BLOG — May 20, 2024

Alternative data: The Nirvana of rock music?

The power of going beyond traditional metrics to extract signal in quantitative investment management remains at the forefront of financial analytics. At our recent S&P Global Market Intelligence Quantitative Investment Management Forum in New York, we continued the compelling discussions from our inaugural London Quantitative IM Forum exploring alternative data - not least, the lively topic of how do we define alternative data?

Alternative data = data

'Since when was Nirvana 'alternative rock'?' Seven Eight Co-founder Stephen Cash pondered on our Future of Alternative Data panel. Simply put, alternative data is just data, however for those still seeking a definition, alternative data is ultimately defined as data which 'doesn't have a ticker'. Whether defined as any data outside of standard, long-consumed sources such as financial statements and regulatory filings, or unstructured data scraped from sources such as social media, shipping or more recently synthetic data from LLMs, the consensus lay with our own Aditya Sharma's definition of alternative data as 'data not from its original asset class.'

Key to alternative data, explained Agostino Capponi, Professor of Financial Analytics at Columbia University, is the information it conveys, and how this flows into investment decision-making.

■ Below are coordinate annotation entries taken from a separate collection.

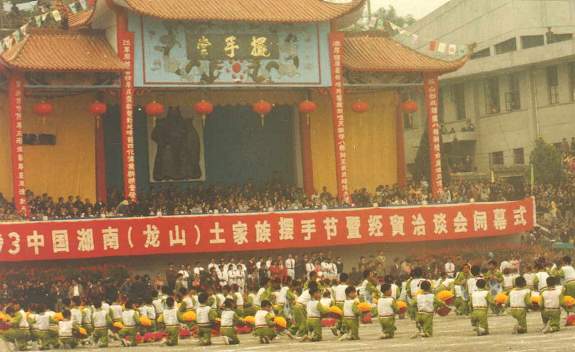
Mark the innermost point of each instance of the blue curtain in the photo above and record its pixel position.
(237, 148)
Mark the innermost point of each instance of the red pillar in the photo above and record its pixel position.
(101, 191)
(337, 97)
(401, 176)
(305, 137)
(431, 91)
(16, 101)
(126, 53)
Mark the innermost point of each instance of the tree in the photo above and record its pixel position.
(547, 163)
(389, 14)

For example, at a macro level alternative data such as S&P Global's Purchasing Managers' Index™ can be leveraged for nowcasting GDP, and our Panjiva Supply Chain Intelligence data leveraged to capture supply chain disruption. Alternative data enables both a speed advantage - faster processing of information, and a breadth advantage - the ability to process more information, and to combine a range of data types and sources rather than processing data in isolation. 'Big Data' is now far more accessible, and in partnership with Data Science tools to 'de-noise' data, alternative data enables investment managers to work at a faster pace and on a bigger scale, as well as across multiple shapes and sizes. Yuyu Fan of Alliance Bernstein highlights 'The Four Vs of Alternative Data': Volume, Velocity, Variety and Veracity - of which the last is most important: data quality is fundamental for ensuring accuracy and reliability of information.

Scale vs idiosyncrasy

Agostino Capponi underlined the importance of integrating both structured and unstructured data in an investment management process in order to maximise information extraction, and yet our Future of Alternative Data panel - led by Chris Petrescu of CP Capital - noted that alternative data can be very challenging to use, and that it is tough for alternative data to be used well. There can be challenges around managing huge databases. Conversely, there are also different risks working in smaller datasets with limited coverage and history. Investors must also be mindful of overfitting different market regimes, such as zero interest rate markets for example. And whilst alternative data is valuable for building larger portfolios of stocks, it can also be very niche, and require expertise and a lot of time to understand how value can be extracted. A dataset covering only 30 tickers must be approached idiosyncratically, but how do investment managers scale whilst being idiosyncratic? Tony Berkman, Managing Director at Two Sigma, raised this challenge and its inherent oxymoron.

In this vein, the perception of alternative data has evolved over the last few years. Whilst many quantitative funds previously required robust coverage, 15+ years of history and daily frequency, most have come to appreciate that these datasets are few and far between. As such, more firms are willing to compromise on these criteria if they are able to see an edge in the data. Quantitative investors typically prefer to make a lot of small bets across a broad universe, but recognize they are potentially missing out on alpha if they are not seeking new alternative data opportunities. Returning to macro data, our panel considered the significance of having some thesis around the macro-economic environment regardless of asset class, with Ben Cohen, Head of Data Strategy at WorldQuant, noting that it can be important to assess the impact of macro trends that could expose value-add datasets.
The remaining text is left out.